Columbus is moving quickly to plant a larger police presence at Easton Town Center, signing off on a construction deal that starts at eight figures and is designed to get shovels in the ground fast.
On Monday, the Columbus City Council approved an emergency ordinance that clears Elford, Inc. to serve as construction manager at risk for a new police substation near Easton under an initial $10 million contract. City officials say the emergency tag is aimed at letting work kick off in June to keep the long-planned project on schedule, according to the city's Legistar file.
The ordinance authorizes up to $10 million from the Safety G.O. Bonds Fund to cover pre-construction services, mobilization, and early construction work, with the understanding that the contract will be amended later to lock in a Guaranteed Maximum Price, per the same Legistar record. Planned spaces inside the new building include patrol operations, a Community Response Team, detective offices, a sallyport, bicycle patrol storage, locker and fitness rooms, and a community meeting room that is also designed as an ICC-500 storm shelter. The construction award was first reported by Columbus Business First.

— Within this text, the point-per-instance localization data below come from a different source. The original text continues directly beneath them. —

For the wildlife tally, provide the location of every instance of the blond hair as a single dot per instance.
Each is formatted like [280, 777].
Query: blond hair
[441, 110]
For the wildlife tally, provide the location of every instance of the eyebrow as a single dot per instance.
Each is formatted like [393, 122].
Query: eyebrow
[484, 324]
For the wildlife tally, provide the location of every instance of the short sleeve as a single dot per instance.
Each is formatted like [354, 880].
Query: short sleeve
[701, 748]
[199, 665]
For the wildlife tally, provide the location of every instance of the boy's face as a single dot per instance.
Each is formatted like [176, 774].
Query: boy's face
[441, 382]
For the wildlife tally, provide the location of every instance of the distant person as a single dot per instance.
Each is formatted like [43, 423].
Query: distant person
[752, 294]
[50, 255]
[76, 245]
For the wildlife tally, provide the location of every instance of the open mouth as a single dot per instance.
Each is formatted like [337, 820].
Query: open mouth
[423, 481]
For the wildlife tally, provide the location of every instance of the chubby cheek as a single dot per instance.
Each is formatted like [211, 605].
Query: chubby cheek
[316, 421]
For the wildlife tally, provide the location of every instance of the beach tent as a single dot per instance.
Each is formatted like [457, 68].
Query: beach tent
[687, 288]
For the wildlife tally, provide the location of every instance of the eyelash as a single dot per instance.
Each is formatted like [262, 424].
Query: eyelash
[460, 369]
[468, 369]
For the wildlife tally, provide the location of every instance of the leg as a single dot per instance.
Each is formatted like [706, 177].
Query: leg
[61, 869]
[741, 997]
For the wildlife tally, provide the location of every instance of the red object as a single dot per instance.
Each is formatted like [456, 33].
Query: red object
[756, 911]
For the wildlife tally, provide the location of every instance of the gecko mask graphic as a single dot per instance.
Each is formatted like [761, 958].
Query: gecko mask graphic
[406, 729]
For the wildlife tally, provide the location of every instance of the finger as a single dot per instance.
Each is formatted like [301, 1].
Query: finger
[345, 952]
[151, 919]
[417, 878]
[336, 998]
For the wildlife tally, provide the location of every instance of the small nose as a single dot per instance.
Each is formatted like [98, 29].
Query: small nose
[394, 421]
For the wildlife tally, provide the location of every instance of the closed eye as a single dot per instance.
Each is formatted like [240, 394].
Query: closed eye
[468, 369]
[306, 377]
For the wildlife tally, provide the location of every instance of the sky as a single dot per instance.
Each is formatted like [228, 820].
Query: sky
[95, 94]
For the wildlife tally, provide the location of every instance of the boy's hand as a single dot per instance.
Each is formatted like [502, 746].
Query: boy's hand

The city's project overview puts the substation on the southeast corner of Sunbury Road and Easton Way, with construction slated to start in June 2026 and wrap up by September 2027, according to the City of Columbus project fact sheet. That document lists design costs at roughly $1.62 million and pegs construction at about $14 million.
The job was procured using a Construction Manager-at-Risk model and had to be rebid earlier this year, public purchasing records show, with the new solicitation posted on sites including GovTribe. Elford, an Ohio-based general contractor, points to a string of recent municipal work in the region, including police and fire facilities highlighted on its website, per Elford Construction.
The Easton substation is one of several public-safety projects folded into Columbus's broader capital plans. Mayor Andrew Ginther's capital budget has previously set aside $14 million for the Easton facility, as noted by WOSU Public Media. The site sits in the heart of a busy retail and entertainment district that has drawn periodic scrutiny over security after high-profile incidents, including a late-March episode in which a bloodied man reportedly staggered into Crate & Barrel claiming he had been stabbed at a bus stop, covered in bloodied man staggers into Easton Crate & Barrel.
What comes next
The emergency ordinance spells out that construction must begin no later than June 2026 and reiterates that the initial $10 million is limited to pre-construction, mobilization, and early work while the full Guaranteed Maximum Price is set through later contract amendments, according to the city's Legistar record.
The same project fact sheet lists John Hanson as the city's project manager and includes contact details for neighborhood coordination as work moves ahead, per the City of Columbus.